Problem 1
From the point of view of the implementator, the major hardware
functionality that is not needed with a write-through cache compared with
a write back cache is: When the block is exclusive, local cpu read miss
and write miss, or read miss and write miss message from bus occurs, the
cache doesn t have to write back the block to memory.
Problem 2
Problem 3
If a valid bit is added to each word in a block, there would be extra
complications to the basic snooping cache coherency protocol to allow invalidation
a word without removing the entire block. When the state is invalid, then
CPU reads, it has to check the valid bit of the words it wants to read,
if valid, it won t generate a read miss, or it places read miss on bus.
On write, besides place write miss on bus, it has to provide the information
about the words it tries towrite. When the state is shared, if it gets
write miss for block from bus, it should invalidate the words others write
when it changes into invalid state.
And when CPU writes, it also should provide information about the words
it writes to let others invalidate such words. When the state is exclusive,
when it gets write miss for block from bus, it should set the valid bits
of the words others write invalid when the state is changed into invalid.
The logic for checking bits when read and invalidate, and for providing
information about the words would be more complicated.
Problem 4
(a) The miss time for Challenge as given in the book
is 1093 ns
On the DSM a local access will take;
Miss time = Cache miss + Memory access + reload cache line latency+
reload primary cache latency
= ( ( 40 + (16 * 3) + 10) * 6.67 ns ) + 150 ns = 803.66 ns.
Therefore the DSM is better than the Challenge by:
(1093 - 803.66) / 1093 = 26.47%
(b) For the Challenge the average memory
access time is:-
22 bus cycles * 20 ns = 440 ns.
For the DSM grid the average distance from one node to the other is 2.8 cycles. All the 16 nodes have been taken in account for this average calculation.
With the hop being only 1 the average memory access time will be :
CCT * ( start latency + 2 * average distance) + memory latency
= ( 10 * ( 5 + 5.6 cycles)) + 150 ns = 256 ns.
The DSM grid is faster than challenge by :
(440 - 256) / 256 = 71.875%
Let n be the number of hops required to access the memory where the data
is stored. To make the DSM perform better than the Challenge
we require that
CCT * (start latency + 2 * average distance) + 150 ns = 440.
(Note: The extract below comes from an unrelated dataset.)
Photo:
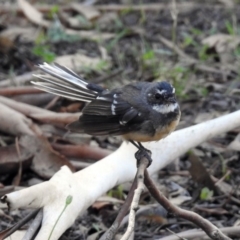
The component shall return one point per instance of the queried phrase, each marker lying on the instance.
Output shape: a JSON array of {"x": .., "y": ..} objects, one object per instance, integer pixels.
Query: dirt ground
[{"x": 195, "y": 45}]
10 * ( 5 + 5.6 n) + 150 =440
Therefore n = 4.29
Therefore the fraction of remote misses for which the DSM performs better
than Challenge will be:
(number of hops - 1) / 6
= (4.29 -1) / 6
= 54.8%
Problem 5
We know that DSM and COMA machine have same remote coherence misses, but different local memory miss. So, to get equal performance, we have to get the same local miss rate, that is: ( x = fraction of the capacity miss on the DSM machine).
40*x + (1-x) *75 = 50
x = 71.42 %